El luminoso silencio. Quizá, volviendo a Rulfo, fue lo que Dorotea entendió y le explica a Juan Preciado, enterrado junto a ella. Preciado le pregunta dónde dejó su alma y ella responde: “Cuando me senté a morir, ella rogó que me levantara y que siguiera arrastrando la vida, como si esperara todavía algún milagro que me limpiara de culpas. Ni siquiera hice el intento: ‘Aquí se acaba el camino —le dije—. Ya no me quedan fuerzas para más. Y abrí la boca para que se fuera. Y se fue. Sentí cuando cayó en mis manos el hilito de sangre con que estaba amarrada a mi corazón’”. Así se le secaron las palabras a Juan, solo quedó el hilito de sangre y la bebida, rastrojo de difuntos.
Hay un momento en la vida de todo escritor en que baja la guardia y deja de luchar contra lo indecible, y por añadidura contra la verdad. No es que no acepte lo factual, por supuesto. Es algo más profundo: comprende que el sentido, “tener sentido” es algo ilusorio. Que el sentido mismo de la existencia —y por ende de la escritura— es incognoscible, se le escapará siempre. Todo esto viene a cuento al leer el seminal libro Zero at the Bones, del poeta y crítico Christian Wimay.
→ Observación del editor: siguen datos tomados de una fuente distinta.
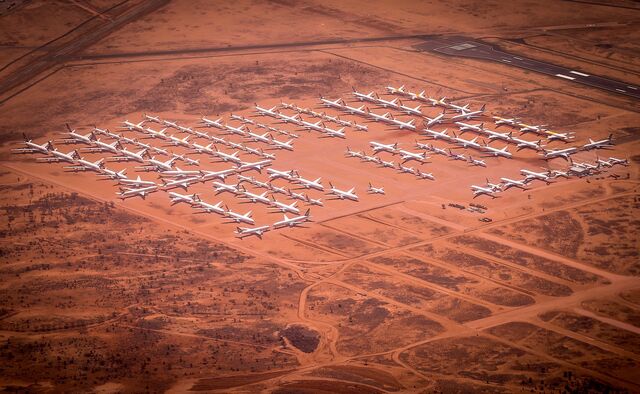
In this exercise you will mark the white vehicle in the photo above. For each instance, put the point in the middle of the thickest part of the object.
(364, 97)
(242, 232)
(239, 218)
(602, 144)
(205, 207)
(509, 183)
(142, 192)
(136, 182)
(177, 198)
(256, 165)
(408, 156)
(32, 147)
(406, 170)
(380, 147)
(75, 138)
(212, 123)
(182, 183)
(266, 111)
(338, 103)
(487, 191)
(282, 207)
(100, 146)
(334, 133)
(469, 114)
(425, 175)
(351, 153)
(440, 118)
(495, 152)
(221, 187)
(309, 184)
(84, 165)
(532, 175)
(294, 221)
(288, 145)
(564, 153)
(477, 162)
(375, 190)
(115, 175)
(58, 157)
(175, 141)
(133, 126)
(275, 174)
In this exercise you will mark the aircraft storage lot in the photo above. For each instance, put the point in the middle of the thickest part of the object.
(398, 292)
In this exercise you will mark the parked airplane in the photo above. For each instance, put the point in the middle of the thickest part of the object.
(375, 190)
(602, 144)
(294, 221)
(242, 232)
(142, 192)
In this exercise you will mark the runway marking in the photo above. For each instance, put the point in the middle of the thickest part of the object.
(579, 73)
(565, 76)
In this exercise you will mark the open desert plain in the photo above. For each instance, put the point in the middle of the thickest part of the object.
(319, 196)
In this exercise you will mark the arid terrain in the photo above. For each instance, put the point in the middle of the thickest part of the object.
(409, 291)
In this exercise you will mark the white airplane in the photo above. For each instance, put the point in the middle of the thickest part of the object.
(288, 145)
(100, 146)
(156, 134)
(531, 175)
(351, 153)
(375, 190)
(175, 141)
(364, 97)
(32, 147)
(177, 198)
(58, 157)
(334, 133)
(267, 111)
(205, 207)
(410, 125)
(495, 152)
(212, 123)
(408, 156)
(361, 110)
(156, 165)
(115, 175)
(477, 162)
(509, 183)
(223, 187)
(406, 170)
(256, 165)
(425, 175)
(564, 153)
(133, 126)
(239, 218)
(254, 198)
(282, 207)
(470, 114)
(142, 192)
(78, 138)
(242, 232)
(309, 184)
(225, 157)
(440, 118)
(294, 221)
(480, 190)
(602, 144)
(275, 174)
(136, 182)
(338, 103)
(380, 147)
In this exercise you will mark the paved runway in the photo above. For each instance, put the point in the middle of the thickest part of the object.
(459, 46)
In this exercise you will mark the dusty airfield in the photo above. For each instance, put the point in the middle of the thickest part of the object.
(393, 293)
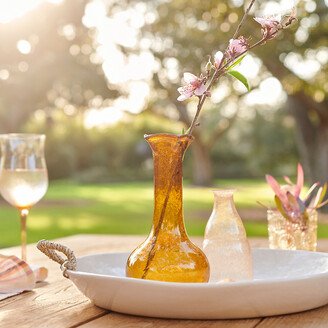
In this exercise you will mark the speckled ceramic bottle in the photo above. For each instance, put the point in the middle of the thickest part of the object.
(225, 243)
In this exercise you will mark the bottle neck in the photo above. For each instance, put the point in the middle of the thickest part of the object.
(224, 202)
(168, 153)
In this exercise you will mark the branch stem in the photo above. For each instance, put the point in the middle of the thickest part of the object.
(221, 67)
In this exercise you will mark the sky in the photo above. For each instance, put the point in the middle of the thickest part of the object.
(133, 74)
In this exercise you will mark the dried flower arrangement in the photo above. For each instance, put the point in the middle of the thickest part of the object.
(288, 201)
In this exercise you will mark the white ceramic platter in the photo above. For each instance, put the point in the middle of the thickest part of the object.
(284, 282)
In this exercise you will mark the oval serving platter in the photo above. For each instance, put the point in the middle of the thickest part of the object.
(284, 282)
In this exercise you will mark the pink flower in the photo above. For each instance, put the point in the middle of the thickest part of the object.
(218, 58)
(237, 47)
(194, 87)
(270, 26)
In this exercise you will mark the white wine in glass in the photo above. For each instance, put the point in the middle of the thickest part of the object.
(23, 174)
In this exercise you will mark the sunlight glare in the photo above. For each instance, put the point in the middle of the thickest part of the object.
(24, 47)
(12, 9)
(102, 117)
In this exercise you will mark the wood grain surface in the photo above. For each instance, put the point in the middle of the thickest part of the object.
(58, 303)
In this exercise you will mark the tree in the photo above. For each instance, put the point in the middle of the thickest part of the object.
(184, 33)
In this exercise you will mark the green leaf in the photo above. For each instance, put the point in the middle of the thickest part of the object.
(237, 62)
(240, 77)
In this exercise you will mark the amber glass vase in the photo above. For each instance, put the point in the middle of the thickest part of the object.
(168, 254)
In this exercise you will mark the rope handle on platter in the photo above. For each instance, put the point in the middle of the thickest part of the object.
(49, 249)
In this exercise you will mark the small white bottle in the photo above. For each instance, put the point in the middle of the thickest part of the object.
(225, 243)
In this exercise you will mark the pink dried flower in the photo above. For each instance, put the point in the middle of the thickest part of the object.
(195, 86)
(237, 47)
(270, 26)
(218, 58)
(288, 199)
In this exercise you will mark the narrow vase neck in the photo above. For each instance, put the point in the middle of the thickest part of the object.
(168, 152)
(224, 202)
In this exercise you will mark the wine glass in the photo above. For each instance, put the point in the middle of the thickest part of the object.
(23, 174)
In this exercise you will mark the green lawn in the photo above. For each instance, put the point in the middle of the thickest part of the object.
(124, 208)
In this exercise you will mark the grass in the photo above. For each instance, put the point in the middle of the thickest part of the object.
(124, 208)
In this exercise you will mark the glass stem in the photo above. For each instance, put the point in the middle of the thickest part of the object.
(23, 217)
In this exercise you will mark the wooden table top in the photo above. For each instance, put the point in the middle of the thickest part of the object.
(57, 303)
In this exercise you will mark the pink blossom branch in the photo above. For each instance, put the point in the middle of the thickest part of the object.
(214, 77)
(236, 49)
(220, 69)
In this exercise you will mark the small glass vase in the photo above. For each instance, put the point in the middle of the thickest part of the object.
(168, 254)
(225, 243)
(284, 234)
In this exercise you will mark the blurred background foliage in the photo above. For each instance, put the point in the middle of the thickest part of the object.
(64, 60)
(96, 75)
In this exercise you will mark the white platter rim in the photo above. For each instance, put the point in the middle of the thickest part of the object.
(208, 284)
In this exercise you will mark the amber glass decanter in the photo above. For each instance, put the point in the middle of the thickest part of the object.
(168, 254)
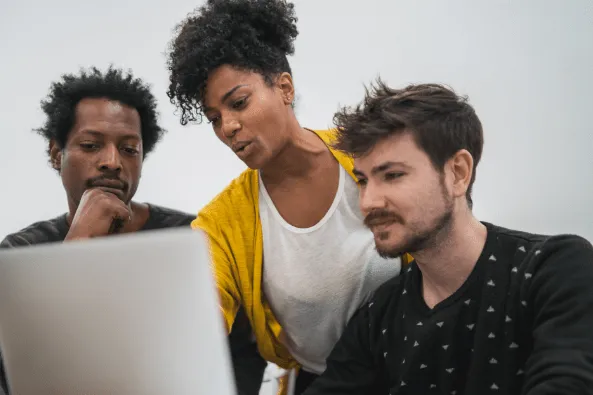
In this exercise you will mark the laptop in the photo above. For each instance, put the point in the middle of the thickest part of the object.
(135, 314)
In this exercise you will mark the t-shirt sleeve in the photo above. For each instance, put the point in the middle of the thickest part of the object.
(561, 294)
(351, 368)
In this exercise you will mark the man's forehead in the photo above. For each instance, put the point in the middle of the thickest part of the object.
(397, 148)
(107, 117)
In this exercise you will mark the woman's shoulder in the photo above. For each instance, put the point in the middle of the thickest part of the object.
(238, 197)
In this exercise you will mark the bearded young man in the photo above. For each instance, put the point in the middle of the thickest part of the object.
(482, 309)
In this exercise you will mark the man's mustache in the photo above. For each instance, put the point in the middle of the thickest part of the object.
(97, 181)
(380, 217)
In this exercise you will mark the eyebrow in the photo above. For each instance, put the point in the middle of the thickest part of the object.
(380, 168)
(99, 134)
(226, 95)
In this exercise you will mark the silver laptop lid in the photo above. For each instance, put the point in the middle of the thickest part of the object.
(134, 314)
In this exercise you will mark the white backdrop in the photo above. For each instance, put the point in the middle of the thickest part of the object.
(526, 65)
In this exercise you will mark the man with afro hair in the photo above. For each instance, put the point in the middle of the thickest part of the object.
(295, 208)
(99, 128)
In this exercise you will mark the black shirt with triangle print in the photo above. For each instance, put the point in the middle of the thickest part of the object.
(522, 323)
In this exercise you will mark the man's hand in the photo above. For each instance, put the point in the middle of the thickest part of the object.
(99, 214)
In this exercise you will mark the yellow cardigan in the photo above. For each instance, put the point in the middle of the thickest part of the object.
(232, 223)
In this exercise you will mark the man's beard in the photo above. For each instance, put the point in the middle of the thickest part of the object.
(420, 238)
(418, 241)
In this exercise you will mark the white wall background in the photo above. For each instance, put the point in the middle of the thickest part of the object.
(527, 66)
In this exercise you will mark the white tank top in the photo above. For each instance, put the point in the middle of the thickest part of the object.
(316, 278)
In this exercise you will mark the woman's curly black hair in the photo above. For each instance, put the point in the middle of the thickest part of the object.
(253, 35)
(113, 84)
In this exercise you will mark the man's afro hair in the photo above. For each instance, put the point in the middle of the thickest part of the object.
(113, 84)
(253, 35)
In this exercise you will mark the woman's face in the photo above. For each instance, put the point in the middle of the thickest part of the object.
(248, 115)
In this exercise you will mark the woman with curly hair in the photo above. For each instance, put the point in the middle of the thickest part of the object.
(287, 238)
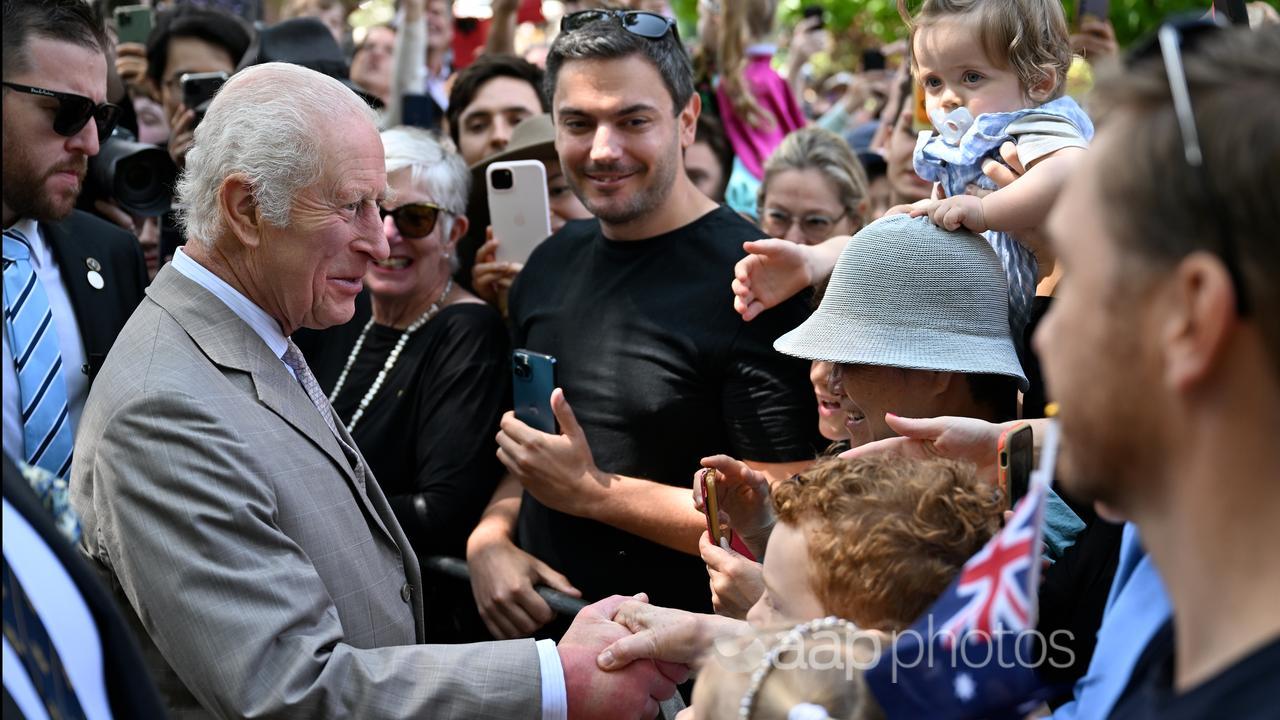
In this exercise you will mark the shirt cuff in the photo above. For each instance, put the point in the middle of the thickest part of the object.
(554, 700)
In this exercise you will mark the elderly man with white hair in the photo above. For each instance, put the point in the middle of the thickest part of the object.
(232, 511)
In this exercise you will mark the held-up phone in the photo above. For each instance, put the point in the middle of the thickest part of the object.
(1016, 450)
(1100, 9)
(519, 208)
(199, 90)
(533, 378)
(133, 23)
(711, 504)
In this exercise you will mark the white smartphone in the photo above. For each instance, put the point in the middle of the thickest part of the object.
(517, 208)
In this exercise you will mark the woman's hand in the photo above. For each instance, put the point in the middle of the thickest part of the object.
(489, 278)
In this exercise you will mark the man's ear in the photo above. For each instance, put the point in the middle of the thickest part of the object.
(688, 121)
(240, 209)
(1200, 314)
(1043, 89)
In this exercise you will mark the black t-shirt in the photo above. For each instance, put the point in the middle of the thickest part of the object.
(429, 432)
(659, 372)
(1246, 691)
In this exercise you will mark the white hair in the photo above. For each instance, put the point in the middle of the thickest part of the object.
(434, 165)
(268, 124)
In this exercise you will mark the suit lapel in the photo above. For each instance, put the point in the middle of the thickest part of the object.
(229, 342)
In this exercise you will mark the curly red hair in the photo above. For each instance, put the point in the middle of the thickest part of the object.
(887, 534)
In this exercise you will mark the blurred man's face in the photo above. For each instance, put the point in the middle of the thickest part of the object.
(1096, 343)
(618, 144)
(44, 171)
(487, 123)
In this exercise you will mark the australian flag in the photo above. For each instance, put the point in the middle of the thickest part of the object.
(974, 652)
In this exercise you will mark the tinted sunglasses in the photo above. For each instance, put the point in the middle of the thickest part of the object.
(414, 220)
(636, 22)
(74, 112)
(1169, 44)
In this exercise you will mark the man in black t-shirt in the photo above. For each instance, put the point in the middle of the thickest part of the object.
(1164, 347)
(659, 369)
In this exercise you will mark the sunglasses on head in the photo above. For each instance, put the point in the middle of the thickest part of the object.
(1170, 42)
(636, 22)
(415, 219)
(74, 112)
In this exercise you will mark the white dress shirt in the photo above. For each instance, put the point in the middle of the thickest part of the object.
(74, 368)
(554, 700)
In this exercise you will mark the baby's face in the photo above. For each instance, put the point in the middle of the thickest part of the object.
(955, 72)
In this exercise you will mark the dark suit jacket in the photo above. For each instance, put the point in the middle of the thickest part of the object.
(129, 688)
(100, 313)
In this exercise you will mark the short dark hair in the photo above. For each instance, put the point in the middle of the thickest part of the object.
(67, 21)
(469, 82)
(214, 27)
(607, 40)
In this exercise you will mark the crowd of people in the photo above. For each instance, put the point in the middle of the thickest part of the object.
(264, 454)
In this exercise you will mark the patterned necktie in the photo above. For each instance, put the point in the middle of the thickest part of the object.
(46, 428)
(298, 364)
(30, 641)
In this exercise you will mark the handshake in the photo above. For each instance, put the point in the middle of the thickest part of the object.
(621, 691)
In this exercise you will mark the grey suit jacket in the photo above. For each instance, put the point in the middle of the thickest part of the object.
(269, 582)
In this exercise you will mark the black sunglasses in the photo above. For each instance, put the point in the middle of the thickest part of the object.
(636, 22)
(74, 112)
(414, 220)
(1170, 41)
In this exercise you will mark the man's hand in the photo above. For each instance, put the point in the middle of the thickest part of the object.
(558, 470)
(663, 633)
(956, 438)
(502, 582)
(489, 278)
(182, 131)
(626, 693)
(772, 272)
(743, 495)
(736, 582)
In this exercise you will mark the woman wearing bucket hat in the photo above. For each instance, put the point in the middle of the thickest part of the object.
(534, 139)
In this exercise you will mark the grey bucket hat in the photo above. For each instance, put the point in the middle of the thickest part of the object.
(908, 294)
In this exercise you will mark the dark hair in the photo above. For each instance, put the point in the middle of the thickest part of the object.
(210, 26)
(469, 82)
(1233, 77)
(67, 21)
(607, 40)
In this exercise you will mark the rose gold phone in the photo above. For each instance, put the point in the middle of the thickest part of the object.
(711, 504)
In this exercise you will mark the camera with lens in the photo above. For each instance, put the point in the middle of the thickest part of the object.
(502, 180)
(138, 177)
(520, 365)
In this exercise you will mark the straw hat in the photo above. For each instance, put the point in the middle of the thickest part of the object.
(908, 294)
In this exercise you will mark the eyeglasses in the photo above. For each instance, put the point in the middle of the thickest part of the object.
(414, 220)
(814, 227)
(74, 112)
(1170, 40)
(636, 22)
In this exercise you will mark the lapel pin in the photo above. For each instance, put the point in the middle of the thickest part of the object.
(94, 276)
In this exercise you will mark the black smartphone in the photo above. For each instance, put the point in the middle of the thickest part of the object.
(420, 112)
(533, 378)
(1016, 456)
(199, 90)
(133, 23)
(816, 12)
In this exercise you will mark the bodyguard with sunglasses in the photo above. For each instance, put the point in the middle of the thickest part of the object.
(1162, 347)
(71, 279)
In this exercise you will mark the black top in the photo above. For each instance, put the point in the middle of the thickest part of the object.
(1244, 691)
(429, 432)
(661, 372)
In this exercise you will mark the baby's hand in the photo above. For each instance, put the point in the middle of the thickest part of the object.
(955, 212)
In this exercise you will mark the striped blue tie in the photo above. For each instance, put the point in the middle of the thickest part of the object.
(33, 341)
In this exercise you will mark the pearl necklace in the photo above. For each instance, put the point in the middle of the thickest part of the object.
(391, 359)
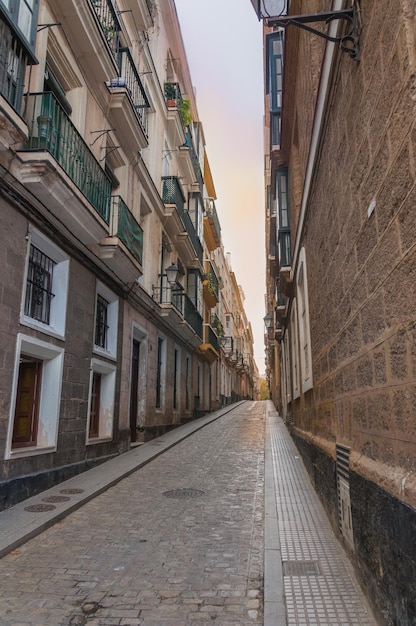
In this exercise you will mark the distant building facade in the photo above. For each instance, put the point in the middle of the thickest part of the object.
(341, 257)
(102, 190)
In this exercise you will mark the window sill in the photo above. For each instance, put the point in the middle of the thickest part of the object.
(97, 440)
(105, 353)
(16, 453)
(44, 328)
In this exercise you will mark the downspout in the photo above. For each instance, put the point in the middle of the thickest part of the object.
(321, 104)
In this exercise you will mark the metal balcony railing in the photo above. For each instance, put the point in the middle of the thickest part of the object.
(211, 213)
(172, 194)
(195, 162)
(172, 94)
(130, 79)
(125, 226)
(212, 338)
(192, 316)
(211, 277)
(109, 22)
(51, 129)
(285, 255)
(13, 61)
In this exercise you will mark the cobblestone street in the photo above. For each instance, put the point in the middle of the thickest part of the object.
(177, 543)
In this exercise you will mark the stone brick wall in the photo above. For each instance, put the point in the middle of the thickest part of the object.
(360, 241)
(361, 268)
(25, 476)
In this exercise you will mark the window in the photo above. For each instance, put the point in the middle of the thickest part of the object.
(274, 69)
(160, 371)
(101, 401)
(101, 325)
(24, 16)
(46, 286)
(194, 290)
(35, 401)
(304, 328)
(39, 285)
(106, 322)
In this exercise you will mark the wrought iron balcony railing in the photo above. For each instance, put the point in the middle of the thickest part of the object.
(51, 129)
(14, 58)
(130, 80)
(212, 338)
(125, 226)
(195, 162)
(285, 255)
(172, 194)
(213, 284)
(211, 213)
(109, 22)
(192, 316)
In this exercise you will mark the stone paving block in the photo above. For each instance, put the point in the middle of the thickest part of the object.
(137, 557)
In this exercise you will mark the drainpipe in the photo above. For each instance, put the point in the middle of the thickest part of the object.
(320, 110)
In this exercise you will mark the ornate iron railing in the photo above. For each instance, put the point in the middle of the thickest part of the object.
(172, 194)
(51, 129)
(126, 227)
(109, 22)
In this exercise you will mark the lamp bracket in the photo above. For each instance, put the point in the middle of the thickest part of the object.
(348, 42)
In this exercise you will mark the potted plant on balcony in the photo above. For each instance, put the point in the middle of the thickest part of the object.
(170, 94)
(184, 107)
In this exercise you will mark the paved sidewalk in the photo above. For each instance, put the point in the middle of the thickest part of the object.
(179, 532)
(309, 580)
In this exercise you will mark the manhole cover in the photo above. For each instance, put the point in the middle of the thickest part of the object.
(56, 499)
(39, 508)
(301, 568)
(184, 493)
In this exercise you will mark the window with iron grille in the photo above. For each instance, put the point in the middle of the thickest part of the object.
(39, 285)
(101, 322)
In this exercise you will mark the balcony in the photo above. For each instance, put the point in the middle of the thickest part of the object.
(12, 75)
(209, 349)
(212, 228)
(179, 225)
(92, 28)
(122, 251)
(173, 97)
(51, 129)
(129, 104)
(189, 159)
(211, 287)
(57, 166)
(144, 12)
(180, 312)
(192, 316)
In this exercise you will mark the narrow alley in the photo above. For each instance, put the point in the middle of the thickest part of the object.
(220, 525)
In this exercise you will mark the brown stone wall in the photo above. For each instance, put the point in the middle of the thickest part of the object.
(362, 268)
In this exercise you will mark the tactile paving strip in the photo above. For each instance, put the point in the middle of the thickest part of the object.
(329, 596)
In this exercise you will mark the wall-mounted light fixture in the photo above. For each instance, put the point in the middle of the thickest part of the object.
(171, 273)
(275, 12)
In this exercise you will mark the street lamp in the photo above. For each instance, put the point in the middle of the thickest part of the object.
(172, 274)
(275, 12)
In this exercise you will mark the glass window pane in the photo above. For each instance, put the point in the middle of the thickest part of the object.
(25, 20)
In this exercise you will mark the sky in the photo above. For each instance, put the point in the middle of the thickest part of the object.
(223, 42)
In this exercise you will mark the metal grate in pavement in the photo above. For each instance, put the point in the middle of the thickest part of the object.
(181, 494)
(301, 568)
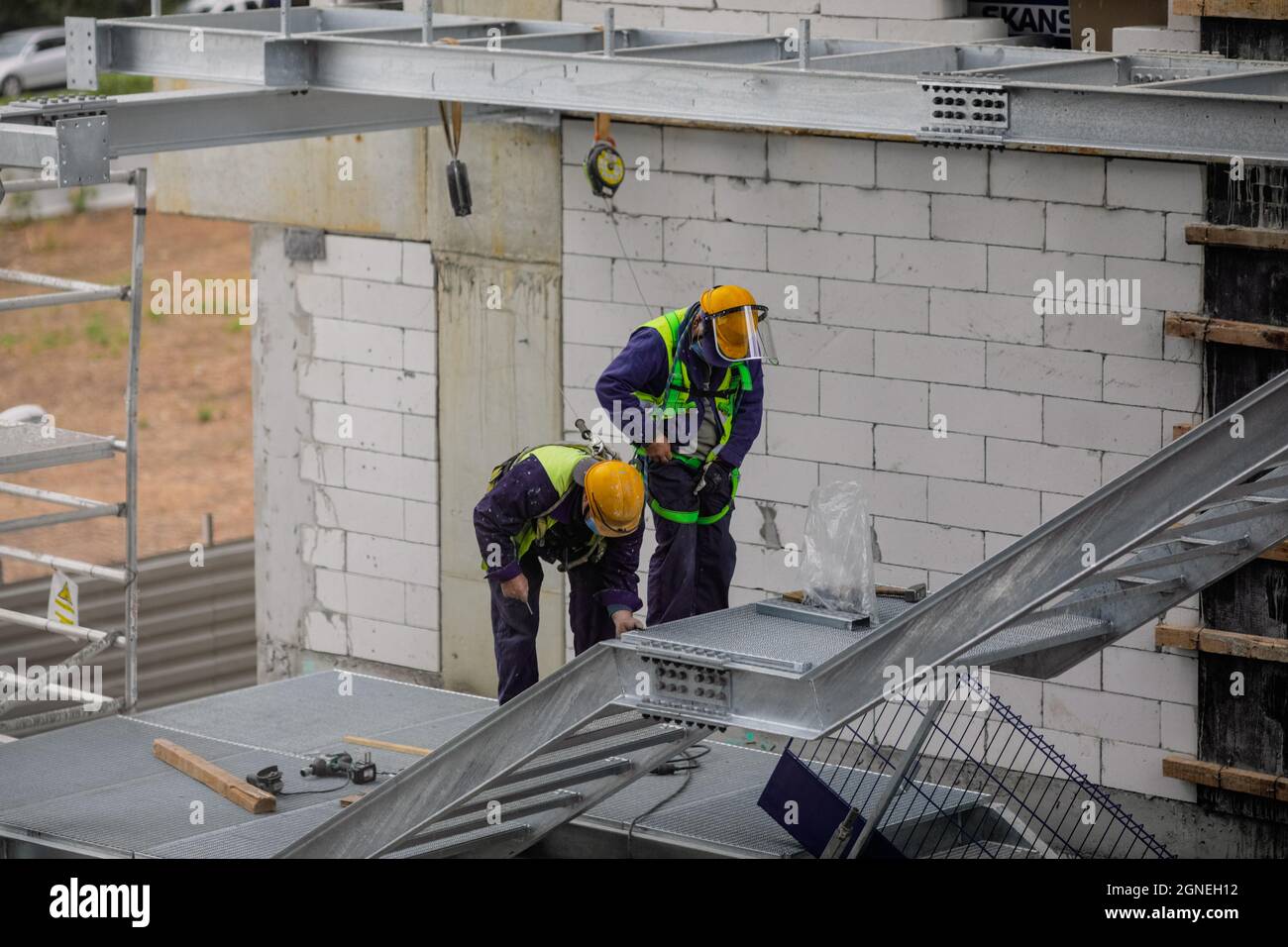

Sus cincuenta entradas contra la desesperación no son un antídoto, sino la posibilidad de llegar a fondo en las razones de nuestro propio desasosiego.
Hace tiempo que me pregunto, viniendo de la fe, pero habiéndola perdido, si se puede vivir secularmente, desde la duda profunda, en el nihilismo realista de nuestra postmodernidad, sin caer en la más brutal depresión. Una respuesta que he encontrado, en la vida y en la literatura, tiene que ver con la idea de “cuidado” por los otros, una profunda empatía que realmente busque comprender al prójimo. Pero asistir es expiar, como dice el título de mi columna hoy. No hay asistencia o cuidado sin perdón. Y aquí por supuesto emerge el tema de la culpa, ese mal del cristianismo. Y el arrepentimiento, ese odioso sentimiento casi teológico. Para los griegos, metanoia (su palabra para arrepentimiento), no tenía ese tufo dogmático. Significaba, simplemente, cambiar de opinión. En la tradición judía tampoco tiene la implicación de la culpa. Teshuvah, el tema central entre las celebraciones entre Rosh Hashaná y Yom Kippur, conocido como los Diez días de Teshuvah, mal traducido del hebreo como arrepentimiento, trata simplemente del retorno: volver la vista a algo que se ha dejado atrás. Tal vez la divinidad misma. Volver los pasos. Asistir es expiar, dejar ser.
Quizá la enseñanza más importante de la literatura radique en esa brutal y bella paz del ser. En el libro de Wiman se reflexiona sobre un poema de Louis Clifton, que ahora traduzco:
¿no celebrarás conmigo
en lo que me he convertido?
¿un tipo de vida? yo no tenía modelo.
nacida en babilonia
lo mismo mujer que no-blanca
¿qué veía ser excepto yo misma?
lo inventé
aquí en este puente entre
polvo estelar y barro,
una de mis manos agarrando fuerte
a mi otra mano; ven a celebrar
conmigo que todos los días
algo ha tratado de matarme
y ha fallado.
Ese poema y otros —Wallace Stevens, Ted Hughes, entre muchos— le permiten al autor discutir la inefabilidad de la palabra frente a la vida misma. Cita a Richard Rorty en un diálogo con Gianni Vattimo sobre el futuro de la religión en el que Vattimo concedió ante el pragmático: “el nihilismo posmoderno constituye la verdad actual del cristianismo”. Me Importa más una frase de Rorty sobre nuestra incapacidad para comprender la vida: “Incluyendo las mutilaciones que nos han hecho quienes somos”. Por supuesto que nunca podremos comprender esas mutilaciones, esos cortes, esas heridas que nos han convertido en los adultos que somos. Para eso tenemos la literatura. No para comprender más, o entendernos mejor, sino para ahondar en el insondable abismo que es la vida.
Tengo tiempo pensando si es posible un misticismo secular. No hablo de una espiritualidad secular, pues los ejemplos abundan en el New Age y los spas holísticos, tan de flojera. Pienso en algo más trascendente. Un asombro verdadero por lo ignoto, por la duda, por el espacio del ser en que desconoce, en el que ignora. Y para eso, claro, la poesía, que nunca dice saberlo todo, o renunciaría a ser canto. Traduzco ahora, para ese fin sin sentido, un poema de William Bronk que Wiman trata de entender:
De los amantes, uno se da cuenta cómo, unidos, su felicidad es pensar
en su singularidad, juntos, encontrarse los dos
sosteniéndose el uno al otro, piensan que sostienen
también, además de a sí mismos, la verdad, la realidad.
Honramos su deseo, ¿qué cosa mejor podemos hacer que eso?
O, más que honrar, sentimos lo que ellos sienten.
Si no se trata de otro significado, entonces eso sería todo:
sentimos que lo que sostienen no es la verdad.
Pero no se trata de entender. Solo de sentir. En esta eterna finitud. En este sinsentido. Tampoco la literatura sabe, tampoco la literatura salva.